# Just a Little Finger Hash



## bud.uncle (Oct 30, 2008)

A little collected dust................

A warm finger.................

A bit of rolling

Then a bit of rolling

n

*Voilà *


spark up cough n relax................................


----------



## 7greeneyes (Oct 30, 2008)

THAT'S WHAT I'M TALKIN ABOUT!!!! Man, I miss my hash stash. Can't wait till my Winter project! oooh yeah!


----------



## Thorn (Oct 30, 2008)

Yea baby that looks ace! How did she smoke?


----------



## canibanol cannonball (Oct 30, 2008)

Dang that looks good, i love the taste of hash.


----------



## bud.uncle (Oct 30, 2008)

Thorn said:
			
		

> Yea baby that looks ace! How did she smoke?



cough cough cough.............................

ermmmm

just go steady with it........


----------



## bud.uncle (Oct 30, 2008)

Just waitin on my bags to arrive..........

b4 I run some BUB.........:aok:


----------



## DomsChron (Oct 31, 2008)

*What micron bags did you buy?

Nice lookin fingy hash :hubba:*


----------



## bud.uncle (Oct 31, 2008)

220micron 150micron 75micron 20micron.


----------



## yimmy capone (Oct 31, 2008)

Ill, is that tobacco with the hash.


----------



## Thorn (Oct 31, 2008)

bud.uncle said:
			
		

> cough cough cough.............................
> 
> ermmmm
> 
> just go steady with it........



Nice one, sounds great! :hubba: I too love the taste of hash 

Yimmy, it looks like tobacco to me


----------



## bud.uncle (Oct 31, 2008)

yes 

yes it is

Euopean style


----------



## Thorn (Oct 31, 2008)

indeed...make that weed last longer...


----------



## HippyInEngland (Oct 31, 2008)

The good ol' GV baccy tins, many uses  

I have a small collection too, the box is in daily use and the hash will get used when needed 

Lots of people dont collect this, they have no idea of what they are missing.


----------



## yimmy capone (Oct 31, 2008)

why do you smoke hash with tobacco in europe. I heard of it before. I just don't understand why.


----------



## HippyInEngland (Oct 31, 2008)

It turns 1 ounce of hash into 3 ounces of hash, a joint is very common in Europe, not everyone can get a pipe out walking down the street.

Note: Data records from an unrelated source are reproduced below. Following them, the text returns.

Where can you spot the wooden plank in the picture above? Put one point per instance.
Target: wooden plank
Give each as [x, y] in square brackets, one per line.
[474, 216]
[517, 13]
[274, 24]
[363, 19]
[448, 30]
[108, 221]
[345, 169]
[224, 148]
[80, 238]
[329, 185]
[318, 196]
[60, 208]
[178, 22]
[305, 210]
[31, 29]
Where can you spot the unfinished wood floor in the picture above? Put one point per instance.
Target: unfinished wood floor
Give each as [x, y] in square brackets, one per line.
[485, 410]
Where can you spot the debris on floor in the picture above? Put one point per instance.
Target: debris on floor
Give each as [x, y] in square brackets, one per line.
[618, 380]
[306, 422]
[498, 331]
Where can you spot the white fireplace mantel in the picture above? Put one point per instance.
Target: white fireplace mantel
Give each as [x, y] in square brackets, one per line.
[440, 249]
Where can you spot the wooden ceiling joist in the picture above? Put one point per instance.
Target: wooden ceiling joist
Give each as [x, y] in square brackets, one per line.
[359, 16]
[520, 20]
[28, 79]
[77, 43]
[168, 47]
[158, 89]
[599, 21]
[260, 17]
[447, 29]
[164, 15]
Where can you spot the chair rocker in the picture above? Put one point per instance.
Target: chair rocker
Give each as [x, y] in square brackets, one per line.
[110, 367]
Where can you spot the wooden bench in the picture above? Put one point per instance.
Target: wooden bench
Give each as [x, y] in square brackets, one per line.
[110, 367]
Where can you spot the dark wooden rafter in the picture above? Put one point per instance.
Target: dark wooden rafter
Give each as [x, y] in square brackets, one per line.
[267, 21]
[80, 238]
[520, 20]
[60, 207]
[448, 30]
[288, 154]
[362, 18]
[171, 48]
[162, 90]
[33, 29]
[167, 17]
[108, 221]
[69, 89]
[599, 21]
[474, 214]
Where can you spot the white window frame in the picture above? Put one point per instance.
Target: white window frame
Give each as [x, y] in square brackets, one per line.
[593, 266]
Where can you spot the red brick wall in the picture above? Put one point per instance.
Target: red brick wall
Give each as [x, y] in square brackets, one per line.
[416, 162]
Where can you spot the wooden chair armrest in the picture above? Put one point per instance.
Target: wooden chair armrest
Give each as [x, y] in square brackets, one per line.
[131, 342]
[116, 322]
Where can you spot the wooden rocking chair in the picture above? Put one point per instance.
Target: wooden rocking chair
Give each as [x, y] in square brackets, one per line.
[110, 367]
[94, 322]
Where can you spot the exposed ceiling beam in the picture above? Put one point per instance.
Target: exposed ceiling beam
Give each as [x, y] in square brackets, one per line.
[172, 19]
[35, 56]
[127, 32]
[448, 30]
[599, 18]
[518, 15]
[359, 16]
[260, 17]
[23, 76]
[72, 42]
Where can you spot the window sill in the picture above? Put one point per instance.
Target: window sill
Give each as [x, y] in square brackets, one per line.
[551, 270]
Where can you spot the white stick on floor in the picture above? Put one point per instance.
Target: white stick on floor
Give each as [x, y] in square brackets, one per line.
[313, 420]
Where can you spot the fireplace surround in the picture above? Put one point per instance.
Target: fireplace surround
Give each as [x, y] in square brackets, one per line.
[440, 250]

If you need 1/3 of a gram to get high, why use 1 gram?

1/3 of a gram of hash in a joint is a long smoke, 1/3 of a gram of hash in a pipe is over in 2 blinks.

The mix of Nicotine and THC is often preferred.


----------



## Thorn (Oct 31, 2008)

plus if you don't want to use nicotine you can get nicotine free tobacco 

Hippy got it spot on there.


----------



## bud.uncle (Oct 31, 2008)

yimmy capone said:
			
		

> why do you smoke hash with tobacco in europe. I heard of it before. I just don't understand why.



Just different strokes for different folks

This has still, the joint that is, got to be the most preferred way of smoking Hash or Weed in the UK and Europe as I see it...............

Change can be difficult................

Though my mind is not closed to other ways....................


----------



## bud.uncle (Oct 31, 2008)

HippyInEngland said:
			
		

> The good ol'* GV* baccy tins, many uses



errrrrrrrrmmmmmm

making assumptions again hip..........

_*Cutters Choice*_.............


----------



## canibanol cannonball (Oct 31, 2008)

Trick or Treat
gimme gimme :hubba:


----------



## bud.uncle (Oct 31, 2008)

no way..................................

come on 

bring it on

lets see your trick...............


----------



## canibanol cannonball (Oct 31, 2008)

you got me, i got nothin lol
how bout 2 thank yous


----------